Ceasefire in Syria? Rebels agree but not without reservations.
Free Syrian Army rebel groups have agreed to a ceasefire set to begin on Monday, but voiced concerns about details of the deal.
Syrian rebel groups agreed to observe a ceasefire set to begin Monday, despite having reservations about details of the deal.
The ceasefire plan, announced Friday by US Secretary of State John Kerry and Russian Foreign Minister Sergei Lavrov, is set to take effect at sundown Monday. If successful, a lasting ceasefire could be a "turning point" in the five-year civil war between Syrian President Bashar al-Assad's forces and rebel groups, Mr. Kerry said.
The ceasefire plan excludes extremist groups, such as the Islamic State. A previous ceasefire attempt this year collapsed, but if this one holds, Russia and the United States will share intelligence and cooperate against extremists, ABC reports.

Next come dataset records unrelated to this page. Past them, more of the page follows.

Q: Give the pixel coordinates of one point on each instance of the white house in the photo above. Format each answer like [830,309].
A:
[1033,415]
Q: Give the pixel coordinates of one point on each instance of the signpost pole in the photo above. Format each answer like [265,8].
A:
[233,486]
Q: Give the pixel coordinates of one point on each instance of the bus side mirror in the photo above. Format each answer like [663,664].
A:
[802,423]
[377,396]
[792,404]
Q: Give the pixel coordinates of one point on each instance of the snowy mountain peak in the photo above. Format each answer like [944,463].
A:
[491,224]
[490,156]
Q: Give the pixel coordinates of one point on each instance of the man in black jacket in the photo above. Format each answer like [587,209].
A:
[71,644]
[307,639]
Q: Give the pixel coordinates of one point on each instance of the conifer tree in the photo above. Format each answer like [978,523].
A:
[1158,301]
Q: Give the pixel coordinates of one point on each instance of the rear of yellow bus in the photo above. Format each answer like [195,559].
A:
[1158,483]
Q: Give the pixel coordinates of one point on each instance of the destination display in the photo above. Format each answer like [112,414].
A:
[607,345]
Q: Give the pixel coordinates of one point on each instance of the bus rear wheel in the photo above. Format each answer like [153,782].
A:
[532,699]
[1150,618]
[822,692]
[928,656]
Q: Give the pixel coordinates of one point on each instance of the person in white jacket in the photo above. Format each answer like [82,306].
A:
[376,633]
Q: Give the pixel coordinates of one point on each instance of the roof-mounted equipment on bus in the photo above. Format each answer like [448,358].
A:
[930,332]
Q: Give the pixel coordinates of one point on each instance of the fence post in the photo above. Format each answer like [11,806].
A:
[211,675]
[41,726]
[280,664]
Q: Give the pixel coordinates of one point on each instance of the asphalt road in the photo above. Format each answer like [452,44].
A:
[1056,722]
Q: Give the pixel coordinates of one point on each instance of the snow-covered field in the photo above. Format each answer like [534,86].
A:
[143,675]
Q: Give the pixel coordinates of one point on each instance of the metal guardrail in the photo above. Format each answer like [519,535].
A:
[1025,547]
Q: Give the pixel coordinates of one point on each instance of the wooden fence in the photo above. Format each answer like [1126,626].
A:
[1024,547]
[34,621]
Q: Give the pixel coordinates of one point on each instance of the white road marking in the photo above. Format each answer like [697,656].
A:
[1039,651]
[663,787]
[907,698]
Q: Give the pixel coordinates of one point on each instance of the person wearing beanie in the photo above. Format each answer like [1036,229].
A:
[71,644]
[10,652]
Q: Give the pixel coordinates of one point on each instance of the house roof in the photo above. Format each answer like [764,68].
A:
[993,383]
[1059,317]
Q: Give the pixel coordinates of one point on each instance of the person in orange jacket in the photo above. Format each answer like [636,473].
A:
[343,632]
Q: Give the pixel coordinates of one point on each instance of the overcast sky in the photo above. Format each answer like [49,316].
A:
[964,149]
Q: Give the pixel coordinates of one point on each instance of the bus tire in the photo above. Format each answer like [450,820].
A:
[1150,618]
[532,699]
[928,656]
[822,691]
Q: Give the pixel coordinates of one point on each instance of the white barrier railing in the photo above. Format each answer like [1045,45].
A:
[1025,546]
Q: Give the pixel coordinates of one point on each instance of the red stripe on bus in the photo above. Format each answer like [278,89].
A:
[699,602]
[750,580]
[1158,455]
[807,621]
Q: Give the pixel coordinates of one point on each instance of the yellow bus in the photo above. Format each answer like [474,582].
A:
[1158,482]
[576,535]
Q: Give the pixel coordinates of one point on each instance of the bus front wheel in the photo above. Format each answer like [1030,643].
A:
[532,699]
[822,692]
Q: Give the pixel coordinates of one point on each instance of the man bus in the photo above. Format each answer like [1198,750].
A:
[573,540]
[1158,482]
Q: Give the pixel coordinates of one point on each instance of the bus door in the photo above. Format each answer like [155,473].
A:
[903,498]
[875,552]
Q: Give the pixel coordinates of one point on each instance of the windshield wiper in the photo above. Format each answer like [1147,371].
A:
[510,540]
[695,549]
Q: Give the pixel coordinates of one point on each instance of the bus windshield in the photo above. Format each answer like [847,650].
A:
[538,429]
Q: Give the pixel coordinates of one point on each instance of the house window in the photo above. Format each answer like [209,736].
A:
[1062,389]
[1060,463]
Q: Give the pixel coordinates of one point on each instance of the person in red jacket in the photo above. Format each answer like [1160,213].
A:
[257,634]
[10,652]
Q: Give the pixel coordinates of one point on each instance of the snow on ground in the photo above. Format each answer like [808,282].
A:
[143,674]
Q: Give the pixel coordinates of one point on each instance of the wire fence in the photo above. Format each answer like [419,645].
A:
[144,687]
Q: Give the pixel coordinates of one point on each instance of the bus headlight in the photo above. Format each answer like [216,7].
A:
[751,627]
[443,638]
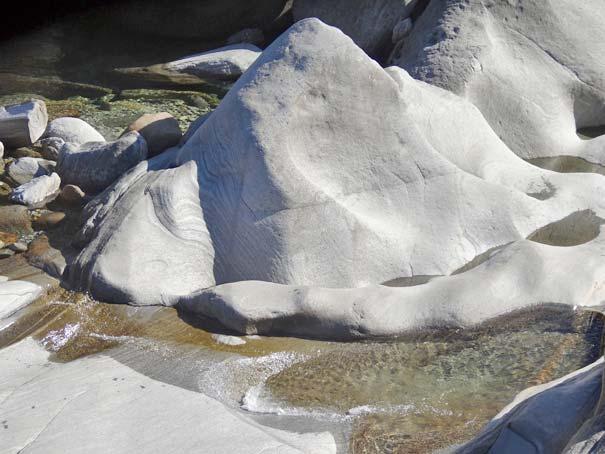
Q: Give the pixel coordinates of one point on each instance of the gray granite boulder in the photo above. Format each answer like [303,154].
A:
[95,165]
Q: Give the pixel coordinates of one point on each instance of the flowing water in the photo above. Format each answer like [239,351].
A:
[414,394]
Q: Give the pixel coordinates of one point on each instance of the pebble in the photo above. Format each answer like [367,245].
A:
[48,220]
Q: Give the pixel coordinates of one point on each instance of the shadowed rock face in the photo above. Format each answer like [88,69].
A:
[535,69]
[318,168]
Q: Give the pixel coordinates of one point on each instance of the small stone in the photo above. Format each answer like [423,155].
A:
[8,238]
[48,220]
[18,247]
[5,189]
[6,253]
[73,130]
[228,340]
[24,170]
[160,130]
[24,152]
[15,218]
[72,195]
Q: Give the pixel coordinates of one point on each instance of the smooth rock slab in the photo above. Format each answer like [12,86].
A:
[73,130]
[543,419]
[95,165]
[25,169]
[225,63]
[535,73]
[15,295]
[160,130]
[22,124]
[37,192]
[132,412]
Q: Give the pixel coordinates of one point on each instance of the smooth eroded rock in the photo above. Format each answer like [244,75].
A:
[15,295]
[319,168]
[15,219]
[368,22]
[22,124]
[95,165]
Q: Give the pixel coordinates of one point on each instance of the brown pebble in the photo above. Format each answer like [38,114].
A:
[8,238]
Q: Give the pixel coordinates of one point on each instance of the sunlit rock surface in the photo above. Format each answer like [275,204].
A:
[320,168]
[535,69]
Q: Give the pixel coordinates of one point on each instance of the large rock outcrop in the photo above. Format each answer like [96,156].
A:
[535,69]
[319,168]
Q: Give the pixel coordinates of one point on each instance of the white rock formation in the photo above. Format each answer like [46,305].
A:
[545,418]
[22,124]
[522,274]
[37,192]
[368,22]
[15,295]
[225,63]
[25,169]
[319,168]
[95,165]
[537,74]
[43,404]
[73,130]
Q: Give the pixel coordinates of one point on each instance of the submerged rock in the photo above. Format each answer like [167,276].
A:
[160,130]
[22,124]
[73,130]
[537,75]
[15,295]
[95,165]
[37,192]
[15,218]
[25,169]
[368,22]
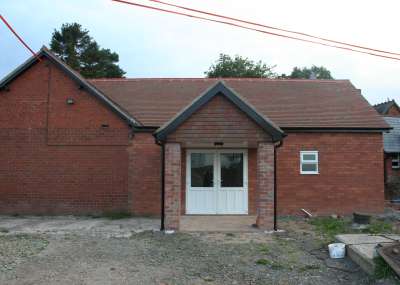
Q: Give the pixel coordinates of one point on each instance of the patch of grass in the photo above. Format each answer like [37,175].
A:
[308,267]
[382,269]
[329,227]
[379,227]
[264,249]
[273,264]
[263,261]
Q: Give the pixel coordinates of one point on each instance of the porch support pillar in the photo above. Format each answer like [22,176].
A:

In a letter to the US on Sunday, Free Syrian Army rebel groups wrote, "We in the revolutionary factions reconfirm our fixed position of dealing positively with the idea of a ceasefire." At the same time, the rebels wrote, they had reservations "linked to our survival and continuation as a revolution" regarding some conditions of the agreement.
Although the letter did not explicitly say the groups would lay down their weapons, rebel representatives told Reuters that their groups would respect the terms of the ceasefire.
One concern cited in the letter was the lack of monitoring mechanisms or sanctions against violations, as rebels worried that the government could thwart the deal with no repercussions. The letter also expressed concern over clauses in the agreement indicating that Syrian government jets wouldn't be barred from flying for up to nine days after the ceasefire began.
"As you know this time frame ... will give the warplanes of the regime adequate opportunity to cause huge damage in civilian areas and against our military forces," the letter said.
Rebel groups also argued that excluding jihadist groups Jabhat Fateh al-Sham and the self-proclaimed Islamic State from the deal, but not excluding foreign militias backed by Iran, set a double standard, and could provide Russia and the Syrian government with a pretext to attack other rebel groups.
Whether the ceasefire is a success will depend largely on Aleppo, the city where much of the fighting has taken place. Recent battles over Aleppo could have significant implications, as The Christian Science Monitor’s Howard LaFranchi reported last week:
The outcome, many regional experts say, likely won't end the complex and devastating war that has cost more than 300,000 Syrian lives, displaced millions, and spawned an epic flow of humanity to European shores. But it is likely to determine both the course of the war and the political prospects of both the regime and Syria’s opposition.
'If the regime is unable to retake Aleppo, that will demonstrate that they are unable to retake all of Syria,' says Andrew Tabler, an expert on Syria and United States policy at the Washington Institute for Near East Policy. 'If the opposition suffers defeat and is routed from the city, it’s a sign the revolution has lost.'
In the letter, the rebels expressed concerns that the ceasefire agreement focused only on Aleppo while ignoring other areas under siege, and did not guarantee that the government would not impose local agreements on these affected areas. Therefore, they wrote, "we insist on the necessity of aid going in to all the besieged areas without exception."
This report includes material from Reuters.